Active-Site Controlled, Jahn-Teller Enabled Regioselectivity in Reductive S-C Bond Cleavage of S-Adenosylmethionine in Radical SAM Enzymes

摘要

Catalysis by canonical radical S-adenosyl-L-methio-nine (SAM) enzymes involves electron transfer (ET) from [4Fe- 4S]~+ to SAM, generating an R_3S~0 radical that undergoes regioselective homolytic reductive cleavage of the S-C5' bond to generate the 5'-dAdo· radical. However, cryogenic photo-induced S-C bond cleavage has regioselectively yielded either 5'-dAdo· or ·CH_3, and indeed, each of the three SAM S-C bonds can be regioselectively cleaved in an RS enzyme. This diversity highlights a longstanding central question: what controls regioselective homolytic S-C bond cleavage upon SAM reduction? We here provide an unexpected answer, founded on our observation that photoinduced S-C bond cleavage in multiple canonical RS enzymes reveals two enzyme classes: in one, photolysis forms 5'-dAdo·, and in another it forms ·CH_3. The identity of the cleaved S- C bond correlates with SAM ribose conformation but not with positioning and orientation of the sulfonium center relative to the [4Fe-4S] cluster. We have recognized the reduced-SAM R_3S~0 radical is a (~2E) state with its antibonding unpaired electron in an orbital doublet, which renders R_3S~0 Jahn-Teller (JT)-active and therefore subject to vibronically induced distortion. Active-site forces induce a JT distortion that localizes the odd electron in a single priority S-C antibond, which undergoes regioselective cleavage.

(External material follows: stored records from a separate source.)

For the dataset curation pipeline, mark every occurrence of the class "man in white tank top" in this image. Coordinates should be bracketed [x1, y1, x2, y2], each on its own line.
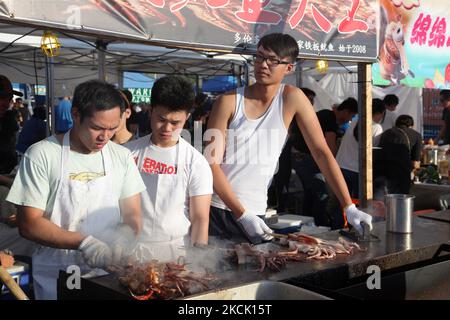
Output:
[205, 33, 372, 243]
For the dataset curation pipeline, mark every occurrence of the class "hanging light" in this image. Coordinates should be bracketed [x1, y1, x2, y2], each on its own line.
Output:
[316, 60, 328, 73]
[41, 31, 61, 57]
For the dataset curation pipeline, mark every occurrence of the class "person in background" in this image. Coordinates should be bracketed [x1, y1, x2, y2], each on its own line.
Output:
[380, 94, 399, 132]
[205, 33, 371, 243]
[111, 90, 134, 144]
[336, 99, 386, 199]
[374, 115, 422, 194]
[16, 107, 47, 154]
[0, 109, 20, 174]
[438, 90, 450, 144]
[13, 98, 30, 128]
[125, 76, 213, 261]
[6, 80, 145, 299]
[55, 97, 73, 133]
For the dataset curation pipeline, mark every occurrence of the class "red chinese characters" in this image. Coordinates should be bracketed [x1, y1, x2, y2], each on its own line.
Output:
[428, 17, 447, 48]
[146, 0, 166, 8]
[156, 0, 230, 12]
[338, 0, 369, 33]
[288, 0, 369, 33]
[410, 13, 431, 46]
[234, 0, 281, 24]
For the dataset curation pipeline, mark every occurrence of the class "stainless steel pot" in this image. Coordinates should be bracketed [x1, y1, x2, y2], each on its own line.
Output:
[385, 194, 415, 233]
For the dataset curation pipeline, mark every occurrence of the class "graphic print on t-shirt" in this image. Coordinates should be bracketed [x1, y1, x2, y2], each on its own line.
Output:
[134, 157, 177, 174]
[69, 172, 105, 182]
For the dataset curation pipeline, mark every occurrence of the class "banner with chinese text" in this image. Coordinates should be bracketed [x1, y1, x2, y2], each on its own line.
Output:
[372, 0, 450, 89]
[0, 0, 379, 62]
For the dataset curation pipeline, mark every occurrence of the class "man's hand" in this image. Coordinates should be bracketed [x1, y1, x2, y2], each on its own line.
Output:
[238, 212, 273, 240]
[78, 236, 112, 269]
[345, 204, 372, 234]
[111, 224, 136, 264]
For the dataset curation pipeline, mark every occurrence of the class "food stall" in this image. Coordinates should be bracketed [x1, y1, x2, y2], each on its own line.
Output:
[59, 216, 450, 300]
[0, 0, 450, 299]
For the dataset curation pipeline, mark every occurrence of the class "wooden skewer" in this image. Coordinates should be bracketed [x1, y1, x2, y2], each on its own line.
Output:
[0, 266, 30, 300]
[266, 232, 288, 239]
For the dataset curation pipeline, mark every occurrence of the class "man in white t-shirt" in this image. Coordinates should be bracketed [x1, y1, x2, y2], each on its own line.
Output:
[380, 94, 399, 131]
[125, 76, 213, 261]
[7, 80, 145, 299]
[205, 33, 372, 243]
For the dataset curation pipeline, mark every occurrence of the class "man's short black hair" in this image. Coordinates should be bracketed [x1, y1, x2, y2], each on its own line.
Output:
[439, 90, 450, 101]
[300, 87, 316, 98]
[121, 89, 133, 105]
[395, 114, 414, 128]
[151, 76, 195, 113]
[257, 33, 299, 63]
[383, 94, 399, 106]
[337, 98, 358, 113]
[372, 98, 386, 115]
[72, 80, 125, 122]
[32, 107, 47, 120]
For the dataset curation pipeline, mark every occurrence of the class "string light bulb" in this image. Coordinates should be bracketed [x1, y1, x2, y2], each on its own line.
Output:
[41, 31, 61, 57]
[316, 60, 328, 73]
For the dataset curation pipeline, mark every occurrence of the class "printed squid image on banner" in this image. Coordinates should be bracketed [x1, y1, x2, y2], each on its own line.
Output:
[0, 0, 379, 62]
[372, 0, 450, 89]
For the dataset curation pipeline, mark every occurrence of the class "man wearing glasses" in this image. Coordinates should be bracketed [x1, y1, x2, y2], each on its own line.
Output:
[205, 33, 372, 243]
[438, 90, 450, 144]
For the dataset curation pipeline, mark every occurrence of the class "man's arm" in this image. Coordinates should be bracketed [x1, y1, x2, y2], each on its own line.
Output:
[205, 94, 245, 218]
[285, 88, 352, 208]
[119, 193, 142, 235]
[0, 174, 14, 188]
[325, 131, 338, 156]
[189, 194, 211, 244]
[17, 206, 85, 250]
[438, 122, 447, 140]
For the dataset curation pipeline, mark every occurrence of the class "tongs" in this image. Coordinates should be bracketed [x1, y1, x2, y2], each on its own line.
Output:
[339, 222, 380, 242]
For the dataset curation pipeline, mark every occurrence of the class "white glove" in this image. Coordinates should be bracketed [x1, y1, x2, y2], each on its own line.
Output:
[111, 224, 136, 264]
[345, 204, 372, 234]
[78, 236, 112, 269]
[237, 211, 273, 240]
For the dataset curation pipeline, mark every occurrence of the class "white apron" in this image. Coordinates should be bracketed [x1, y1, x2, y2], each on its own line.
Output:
[33, 131, 120, 300]
[133, 138, 191, 262]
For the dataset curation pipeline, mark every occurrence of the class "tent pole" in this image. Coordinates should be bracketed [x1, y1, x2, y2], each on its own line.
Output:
[295, 60, 303, 88]
[95, 40, 106, 81]
[358, 63, 373, 208]
[45, 56, 55, 135]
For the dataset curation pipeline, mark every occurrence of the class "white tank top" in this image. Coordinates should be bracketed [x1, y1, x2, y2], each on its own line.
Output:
[211, 84, 287, 215]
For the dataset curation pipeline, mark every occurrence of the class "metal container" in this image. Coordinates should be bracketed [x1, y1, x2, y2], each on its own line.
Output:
[385, 194, 415, 233]
[428, 149, 438, 166]
[184, 280, 331, 300]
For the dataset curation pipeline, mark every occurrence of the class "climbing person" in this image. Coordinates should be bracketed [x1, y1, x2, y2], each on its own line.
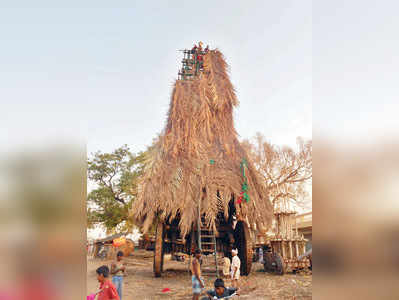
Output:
[231, 249, 241, 288]
[190, 249, 205, 300]
[111, 251, 126, 300]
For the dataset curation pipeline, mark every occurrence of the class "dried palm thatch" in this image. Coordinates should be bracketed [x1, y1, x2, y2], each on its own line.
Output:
[132, 50, 272, 236]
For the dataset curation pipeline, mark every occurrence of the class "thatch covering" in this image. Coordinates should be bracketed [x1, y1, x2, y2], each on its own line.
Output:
[132, 50, 272, 236]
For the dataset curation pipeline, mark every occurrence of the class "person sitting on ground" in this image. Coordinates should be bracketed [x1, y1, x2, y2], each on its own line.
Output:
[201, 278, 238, 300]
[96, 266, 120, 300]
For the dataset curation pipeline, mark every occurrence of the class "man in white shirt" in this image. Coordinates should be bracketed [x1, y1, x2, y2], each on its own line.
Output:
[231, 249, 241, 289]
[223, 252, 231, 278]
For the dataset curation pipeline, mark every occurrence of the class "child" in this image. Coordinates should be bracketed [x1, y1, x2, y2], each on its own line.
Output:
[202, 278, 238, 300]
[231, 249, 241, 288]
[111, 251, 126, 300]
[190, 249, 204, 300]
[96, 266, 120, 300]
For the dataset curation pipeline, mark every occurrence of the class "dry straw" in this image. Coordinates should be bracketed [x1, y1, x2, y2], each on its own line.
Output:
[132, 50, 272, 236]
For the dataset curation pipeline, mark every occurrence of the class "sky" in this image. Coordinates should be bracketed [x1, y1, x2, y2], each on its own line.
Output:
[0, 0, 312, 157]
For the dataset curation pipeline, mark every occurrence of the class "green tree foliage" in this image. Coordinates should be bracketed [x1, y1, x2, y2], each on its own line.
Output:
[87, 145, 145, 233]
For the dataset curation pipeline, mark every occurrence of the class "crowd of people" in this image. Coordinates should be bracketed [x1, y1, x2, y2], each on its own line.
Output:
[190, 249, 241, 300]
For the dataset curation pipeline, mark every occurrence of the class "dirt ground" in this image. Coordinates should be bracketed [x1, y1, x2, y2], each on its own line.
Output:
[87, 250, 312, 300]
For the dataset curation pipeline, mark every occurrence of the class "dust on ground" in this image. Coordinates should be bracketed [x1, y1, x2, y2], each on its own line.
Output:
[87, 250, 312, 300]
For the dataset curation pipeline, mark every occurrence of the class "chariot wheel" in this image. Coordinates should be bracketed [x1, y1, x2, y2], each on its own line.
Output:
[154, 222, 165, 277]
[234, 221, 253, 275]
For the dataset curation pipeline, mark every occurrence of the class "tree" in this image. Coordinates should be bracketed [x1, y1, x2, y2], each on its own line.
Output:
[87, 145, 145, 233]
[243, 133, 312, 207]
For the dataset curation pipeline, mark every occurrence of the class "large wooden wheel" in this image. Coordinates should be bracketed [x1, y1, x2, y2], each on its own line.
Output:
[234, 221, 253, 275]
[154, 222, 165, 277]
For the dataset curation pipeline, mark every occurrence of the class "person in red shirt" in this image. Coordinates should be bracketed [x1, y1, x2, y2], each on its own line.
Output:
[96, 266, 120, 300]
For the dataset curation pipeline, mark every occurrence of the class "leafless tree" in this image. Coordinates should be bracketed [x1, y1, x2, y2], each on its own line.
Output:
[242, 133, 312, 207]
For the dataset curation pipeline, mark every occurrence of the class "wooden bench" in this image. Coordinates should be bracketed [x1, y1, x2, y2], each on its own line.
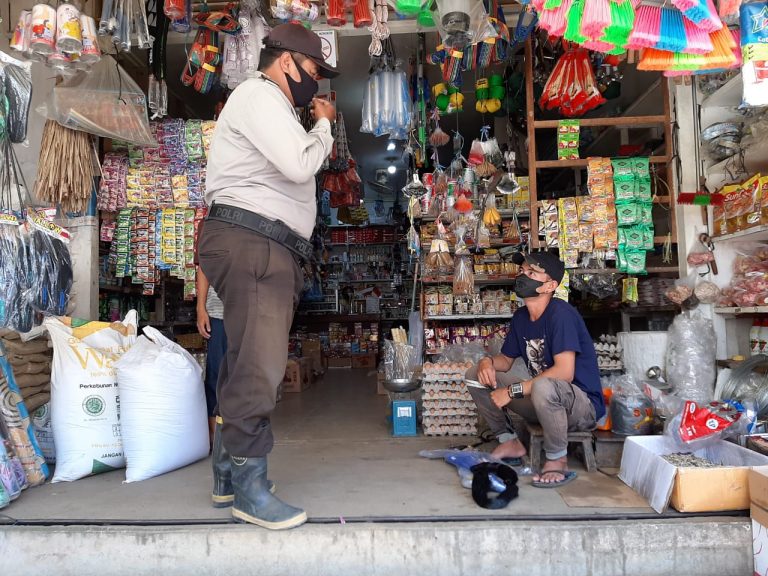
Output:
[525, 422, 597, 472]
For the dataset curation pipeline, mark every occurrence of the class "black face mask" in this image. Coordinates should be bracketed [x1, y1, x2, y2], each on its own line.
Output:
[515, 274, 544, 298]
[285, 57, 318, 108]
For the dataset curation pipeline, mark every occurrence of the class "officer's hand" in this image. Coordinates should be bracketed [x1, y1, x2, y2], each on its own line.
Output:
[310, 98, 336, 122]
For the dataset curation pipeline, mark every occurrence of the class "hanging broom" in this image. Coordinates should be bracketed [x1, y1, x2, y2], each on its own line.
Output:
[683, 18, 714, 54]
[672, 0, 723, 32]
[654, 8, 686, 52]
[581, 0, 611, 40]
[627, 4, 661, 50]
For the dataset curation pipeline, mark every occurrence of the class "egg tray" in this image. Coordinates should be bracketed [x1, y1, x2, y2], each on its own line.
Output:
[422, 425, 477, 436]
[421, 406, 477, 418]
[422, 398, 477, 410]
[423, 362, 474, 379]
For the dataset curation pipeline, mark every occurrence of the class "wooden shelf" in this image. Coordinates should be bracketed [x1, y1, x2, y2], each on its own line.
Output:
[533, 114, 667, 128]
[712, 224, 768, 242]
[715, 306, 768, 316]
[424, 314, 512, 322]
[535, 156, 669, 168]
[421, 274, 515, 285]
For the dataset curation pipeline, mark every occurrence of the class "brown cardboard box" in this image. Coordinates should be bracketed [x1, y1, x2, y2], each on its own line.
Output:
[749, 466, 768, 510]
[328, 356, 352, 368]
[376, 372, 389, 396]
[352, 352, 376, 368]
[619, 436, 768, 513]
[283, 358, 312, 393]
[301, 339, 325, 372]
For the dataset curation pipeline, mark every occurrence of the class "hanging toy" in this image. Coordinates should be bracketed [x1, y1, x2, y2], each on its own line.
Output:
[429, 108, 451, 148]
[483, 194, 501, 230]
[432, 83, 451, 112]
[448, 85, 464, 112]
[475, 74, 506, 114]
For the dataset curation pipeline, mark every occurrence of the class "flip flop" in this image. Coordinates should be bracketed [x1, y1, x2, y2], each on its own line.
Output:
[501, 456, 523, 467]
[531, 470, 578, 488]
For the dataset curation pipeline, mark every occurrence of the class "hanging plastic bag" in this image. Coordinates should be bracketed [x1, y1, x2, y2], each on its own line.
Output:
[24, 210, 73, 316]
[0, 52, 32, 144]
[666, 312, 716, 404]
[453, 255, 475, 296]
[435, 0, 496, 50]
[37, 58, 157, 146]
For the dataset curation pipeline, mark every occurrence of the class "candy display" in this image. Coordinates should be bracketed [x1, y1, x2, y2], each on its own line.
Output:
[557, 120, 580, 160]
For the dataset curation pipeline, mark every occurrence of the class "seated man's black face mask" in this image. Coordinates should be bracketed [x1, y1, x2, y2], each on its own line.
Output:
[285, 56, 318, 108]
[515, 274, 544, 298]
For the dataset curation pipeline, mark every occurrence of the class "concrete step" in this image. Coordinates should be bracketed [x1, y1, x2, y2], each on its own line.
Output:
[0, 517, 753, 576]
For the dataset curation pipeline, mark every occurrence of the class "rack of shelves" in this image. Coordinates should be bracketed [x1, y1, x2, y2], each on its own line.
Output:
[525, 38, 677, 250]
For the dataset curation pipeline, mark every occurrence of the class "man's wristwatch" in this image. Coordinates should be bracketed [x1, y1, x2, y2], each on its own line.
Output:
[507, 382, 525, 400]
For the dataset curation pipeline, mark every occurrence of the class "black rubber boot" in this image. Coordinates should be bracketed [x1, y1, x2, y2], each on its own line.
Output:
[211, 416, 275, 508]
[231, 456, 307, 530]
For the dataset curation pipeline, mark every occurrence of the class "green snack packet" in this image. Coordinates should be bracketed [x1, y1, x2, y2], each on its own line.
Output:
[632, 156, 651, 178]
[611, 158, 635, 182]
[635, 178, 653, 202]
[616, 203, 638, 226]
[613, 178, 636, 204]
[625, 250, 646, 274]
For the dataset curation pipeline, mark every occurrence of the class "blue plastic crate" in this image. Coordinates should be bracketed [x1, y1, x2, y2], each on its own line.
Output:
[392, 400, 416, 436]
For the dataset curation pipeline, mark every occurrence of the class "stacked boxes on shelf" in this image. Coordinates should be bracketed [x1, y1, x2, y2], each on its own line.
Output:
[422, 362, 477, 436]
[328, 322, 379, 358]
[424, 286, 517, 318]
[424, 322, 509, 354]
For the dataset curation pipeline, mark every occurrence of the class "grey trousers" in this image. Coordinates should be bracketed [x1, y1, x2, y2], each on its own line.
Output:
[465, 358, 596, 460]
[198, 220, 304, 458]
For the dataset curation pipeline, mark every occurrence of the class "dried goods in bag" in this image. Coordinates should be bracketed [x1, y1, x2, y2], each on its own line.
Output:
[37, 58, 157, 146]
[44, 310, 138, 482]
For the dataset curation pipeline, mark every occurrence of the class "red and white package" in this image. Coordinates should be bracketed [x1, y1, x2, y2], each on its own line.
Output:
[679, 400, 741, 443]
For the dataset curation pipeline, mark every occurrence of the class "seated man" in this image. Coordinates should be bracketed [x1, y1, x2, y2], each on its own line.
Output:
[466, 252, 605, 488]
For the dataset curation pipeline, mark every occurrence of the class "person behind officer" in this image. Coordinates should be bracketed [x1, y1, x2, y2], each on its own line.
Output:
[465, 252, 605, 488]
[199, 24, 336, 530]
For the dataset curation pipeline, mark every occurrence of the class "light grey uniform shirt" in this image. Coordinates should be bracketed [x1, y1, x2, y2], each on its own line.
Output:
[205, 74, 333, 240]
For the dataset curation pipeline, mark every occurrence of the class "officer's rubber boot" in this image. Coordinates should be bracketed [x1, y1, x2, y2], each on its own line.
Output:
[211, 416, 275, 508]
[231, 456, 307, 530]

In photolytic cleavage those forces act through control of the ribose conformation and are transmitted to the sulfur via the S-C5' bond, but during catalysis thermally induced conformational changes that enable ET from a cluster iron generate dominant additional forces that specifically select S-CS' for cleavage. This motion also can explain how 5'-dAdo· subsequently forms the organometallic intermediate Ω.